A 69-year-old woman with hypertension had advanced leukoariosis (A) and numerous multifocal signal loss lesions (black arrow) (B); an acute ischemic lesion of internal capsule (C, white arrow) developed, which is found to overlap with the nearby multifocal signal loss lesions (black arrow, part B).
Box plots showing the median (horizontal line inside the box) interquartile range (box) of the number of lacunae and multifocal signal loss lesions (MSLLs). Values defined as outliers (>1.5 box-lengths from the upper or lower edge of the box) are indicated by circles; extreme cases with values more than 3 box-lengths, by squares. The whiskers (vertical lines extending up and down from each box) show the largest and smallest observed values that are not outliers or extremes.

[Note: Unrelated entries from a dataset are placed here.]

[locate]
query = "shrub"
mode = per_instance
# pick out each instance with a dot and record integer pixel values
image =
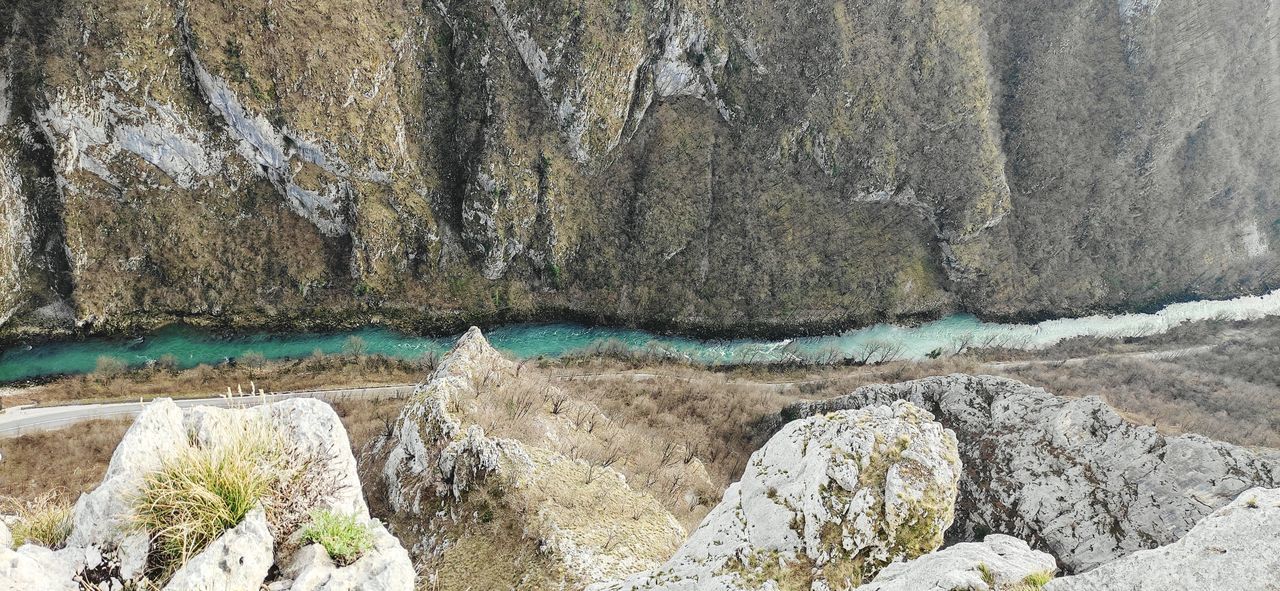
(341, 535)
(45, 521)
(200, 493)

A, The number of MSLLs and lacunae are lower in patients who had no or mild leukoariosis than in those patients who had advanced leukoariosis. B, With no or mild leukoariosis, a significantly higher MSLL count is observed in the group with intracereberal hemorrhagic (ICH) stroke than in the group with infarction. This is not the case when leukoariosis is advanced. N indicates the number of patients.
Kim D, Bae H, Lee S, Kim H, Yoon B, Roh J. Gradient Echo Magnetic Resonance Imaging in the Prediction of Hemorrhagic vs Ischemic StrokeA Need for the Consideration of the Extent of Leukoariosis. Arch Neurol. 2002;59(3):425-429. doi:10.1001/archneur.59.3.425
Multifocal signal loss lesion (MSLL) on gradient echo magnetic resonance imaging (GE-MRI) may reflect bleeding-prone microangiopathy. However, MSLLs are also known to be associated with leukoariosis; leukoariosis is commonly associated with occlusive-type vascular lesions.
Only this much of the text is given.